Day 60 : route au milieu de nulle part, Est du
Cambodge – 8h07
Nous avons conclu notre séjour à Siem Reap par une
sympathique soirée au centre-ville : pizza, salade césar et bière dans un
petit restaurant à ambiance lounge. Je tenais à tester un massage avant mon
départ, sceptique quant au fait d’en trouver facilement dans les coins moins
touristiques. Les masseurs de rue proposent un tarif imbattable, 3$ pour 30
minutes, avec une bière gratuite. Me voici donc avec ma deuxième bière de la
soirée, aux mains d’un masseur. C’est d’ailleurs la première fois que je suis
prise en charge par un homme. Dos, épaules, bras et tête. Le reste du
« salon » est désert, je me sens donc passablement observée par tous
ses collègues, avec qui mon masseur discute avec entrain…
Départ à 5h le lendemain matin. Le van le plus pourri de
l’histoire automobile vient nous chercher, avec une vingtaine de minutes de
retard. Il prend environ une heure pour faire le tour de tous les hôtels de la
ville pour récupérer d’autres passagers, puis nous déposent tous à une station
où un bus nous attend. Théoriquement, nous en avons pour 11 heures au total.
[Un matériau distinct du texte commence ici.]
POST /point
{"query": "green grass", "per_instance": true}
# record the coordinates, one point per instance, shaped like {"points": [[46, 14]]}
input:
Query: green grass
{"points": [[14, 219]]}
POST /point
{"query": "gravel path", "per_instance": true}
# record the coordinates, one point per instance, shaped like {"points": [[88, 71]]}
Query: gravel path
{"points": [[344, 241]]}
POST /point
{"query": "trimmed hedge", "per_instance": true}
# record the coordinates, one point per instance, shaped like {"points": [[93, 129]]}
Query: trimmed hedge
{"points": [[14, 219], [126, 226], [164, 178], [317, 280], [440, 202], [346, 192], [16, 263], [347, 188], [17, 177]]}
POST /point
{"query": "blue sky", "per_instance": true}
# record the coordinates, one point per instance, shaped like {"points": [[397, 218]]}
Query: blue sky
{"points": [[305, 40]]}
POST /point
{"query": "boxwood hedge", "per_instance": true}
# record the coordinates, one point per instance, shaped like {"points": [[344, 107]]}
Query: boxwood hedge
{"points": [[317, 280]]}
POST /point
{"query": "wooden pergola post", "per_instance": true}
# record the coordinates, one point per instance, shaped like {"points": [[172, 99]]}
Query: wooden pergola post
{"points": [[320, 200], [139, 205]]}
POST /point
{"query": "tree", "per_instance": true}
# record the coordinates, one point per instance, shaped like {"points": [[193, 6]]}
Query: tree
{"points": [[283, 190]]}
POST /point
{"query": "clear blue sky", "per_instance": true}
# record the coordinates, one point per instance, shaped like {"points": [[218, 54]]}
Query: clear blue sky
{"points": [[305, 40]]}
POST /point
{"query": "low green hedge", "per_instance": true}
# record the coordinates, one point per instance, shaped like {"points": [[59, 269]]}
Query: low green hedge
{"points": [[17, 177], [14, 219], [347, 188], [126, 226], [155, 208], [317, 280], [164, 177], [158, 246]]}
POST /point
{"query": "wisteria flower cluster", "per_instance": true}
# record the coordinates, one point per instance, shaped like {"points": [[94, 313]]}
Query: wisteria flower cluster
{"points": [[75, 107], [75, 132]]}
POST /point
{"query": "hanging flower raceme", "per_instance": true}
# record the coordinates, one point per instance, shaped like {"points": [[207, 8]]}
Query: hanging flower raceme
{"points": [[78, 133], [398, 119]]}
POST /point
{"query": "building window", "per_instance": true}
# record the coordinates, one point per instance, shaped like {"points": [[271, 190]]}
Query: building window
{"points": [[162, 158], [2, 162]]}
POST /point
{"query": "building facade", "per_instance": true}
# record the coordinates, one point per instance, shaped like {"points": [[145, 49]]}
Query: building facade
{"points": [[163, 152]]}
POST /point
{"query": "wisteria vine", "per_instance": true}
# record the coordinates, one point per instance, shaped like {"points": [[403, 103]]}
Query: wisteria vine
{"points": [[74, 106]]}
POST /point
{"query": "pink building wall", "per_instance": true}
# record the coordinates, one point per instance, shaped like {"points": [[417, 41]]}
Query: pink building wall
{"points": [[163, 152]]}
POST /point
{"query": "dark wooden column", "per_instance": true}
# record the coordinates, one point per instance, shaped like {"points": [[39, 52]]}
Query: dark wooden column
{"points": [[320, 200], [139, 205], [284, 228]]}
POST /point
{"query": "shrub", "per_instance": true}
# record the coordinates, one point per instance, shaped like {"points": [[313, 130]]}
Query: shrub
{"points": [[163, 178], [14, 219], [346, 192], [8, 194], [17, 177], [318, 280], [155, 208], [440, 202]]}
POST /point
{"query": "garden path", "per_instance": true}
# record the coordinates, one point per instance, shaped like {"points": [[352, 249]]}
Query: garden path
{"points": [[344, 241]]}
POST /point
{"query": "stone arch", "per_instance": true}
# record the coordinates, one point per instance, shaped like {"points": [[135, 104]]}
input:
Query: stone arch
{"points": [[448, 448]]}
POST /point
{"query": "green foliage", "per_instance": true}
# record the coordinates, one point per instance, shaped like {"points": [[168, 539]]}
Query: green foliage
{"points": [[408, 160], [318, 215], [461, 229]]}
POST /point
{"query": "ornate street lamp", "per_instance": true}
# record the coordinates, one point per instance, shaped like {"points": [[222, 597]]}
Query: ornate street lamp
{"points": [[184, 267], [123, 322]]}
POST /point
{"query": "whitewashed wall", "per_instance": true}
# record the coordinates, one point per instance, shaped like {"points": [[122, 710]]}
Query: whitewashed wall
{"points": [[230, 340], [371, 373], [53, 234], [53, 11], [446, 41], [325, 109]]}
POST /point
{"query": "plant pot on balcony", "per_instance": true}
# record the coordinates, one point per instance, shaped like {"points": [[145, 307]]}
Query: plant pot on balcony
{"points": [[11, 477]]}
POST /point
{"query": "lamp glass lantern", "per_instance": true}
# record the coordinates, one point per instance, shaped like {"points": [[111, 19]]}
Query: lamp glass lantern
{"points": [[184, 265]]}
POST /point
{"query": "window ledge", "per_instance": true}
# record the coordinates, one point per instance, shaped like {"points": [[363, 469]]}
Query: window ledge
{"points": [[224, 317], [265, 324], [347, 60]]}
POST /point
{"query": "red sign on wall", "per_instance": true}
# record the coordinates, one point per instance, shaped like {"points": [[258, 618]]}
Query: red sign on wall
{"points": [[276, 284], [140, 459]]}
Sauf que, non, en fait. J’essaye de suivre notre itinéraire via les panneaux
sur le bord de la route, et j’ai beau ne pas avoir une parfaite connaissance
géographique du pays, il me semble que nous sommes beaucoup trop descendus vers
le sud compte-tenu de notre destination. Vers midi, nous nous arrêtons pour
« manger » (j’opte pour une assiette de riz blanc et des madeleines après
un regard aux plats de viande recouverts de mouches). Il est amusant de
constater à quel point l’équipe du bus se moque de fournir des indications. On
nous annonce une pause d’une heure, mais alors que j’insiste pour obtenir des
renseignements, un autre homme indique que notre bus est là et qu’il faut vite
partir… WTF ? Une heure plus tard, nous changeons à nouveau de bus. Ce
troisième véhicule a la particularité d’avoir des sièges plus petits, et de
diffuser des programmes cambodgiens peu passionnants avec les haut-parleurs à
fond. Nous nous armons d’un netbook pour regarder « Grease ». Ce qui
est cool, mais après cela nous n’avons plus assez de batterie pour un second
film et il reste, selon le contrôleur, 4 heures de route. Route qui,
d’ailleurs, constitue un dépaysement assez brusque. On m’avait évoqué la notion
de « choc culturel » que je n’avais pas encore eu l’occasion de
ressentir, mais l’expression prend tout son sens quand je regarde par la
vitre : le paysage est une immense plaine, une végétation aride à perte de
vue, dans laquelle se découpe des carrés de terre d’où émergent des baraques
sur pilotis. Elles font toutes sensiblement la même superficie et la même
hauteur, de bois, dans un état de fraîcheur plus ou moins passé. Je ne
comprends pas si les portes sont toujours ouvertes ou s’ils n’en ont pas du
tout, mais on voit relativement bien l’intérieur de leurs habitations :
une grande pièce unique, un lit ou des hamacs, pas ou peu d’autres meubles. En
dessous à l’ombre, il y a parfois des vaches qui se reposent, ou des enfants qui
jouent nus dans la poussière, ou une femme qui puise de l’eau à l’aide d’une
pompe. Même dans les coins les plus perdus de la Thaïlande, nous n’avons pas vu
un tel état de dénuement. Alors que la nuit tombe, nous constatons que les
habitants ont bien l’électricité, mais s’en servent de manière spartiate, pour
l’unique ampoule éclairant leur unique pièce. La cuisine se fait au feu de
bois, en-dessous de la maison.
Nous arrivons donc à 21 heures, 4 heures après l’heure
indiquée à l’agence au moment de l’achat des billets. Le bus a en fait effectué
un fabuleux détour, serpentant dans toute la région pour y prendre ou y déposer
des passagers. L’agression des motos-taxi commence et je constate qu’il n’y a
pas de tuk tuk. Le chauffeur le plus tenace propose d’aller nous en chercher
un. Je ne me sens pas de faire de la moto avec nos énormes sacs, j’accepte donc
avec empressement. 10 minutes et 2$ plus tard, le chauffeur nous a trouvé un
hôtel au cœur de la ville. Nous prenons la chambre, posons nos sacs et partons,
le pas léger, découvrir Banlung et notre dîner bien mérité après tout ce
trajet.
Nous allons très vite découvrir que, quand le guide de
voyage parlait de Banlung comme « peu touristique », c’était un doux
euphémisme. Il n’y a pas vraiment de restaurants locaux, seulement des stands
nomades au milieu de la rue principale. Il y a au choix, de la viande en
barbecue (de la volaille qui ressemble à s’y méprendre à des poussins, tourne
sur de grandes broches, dans plusieurs stands) ou du « porridge »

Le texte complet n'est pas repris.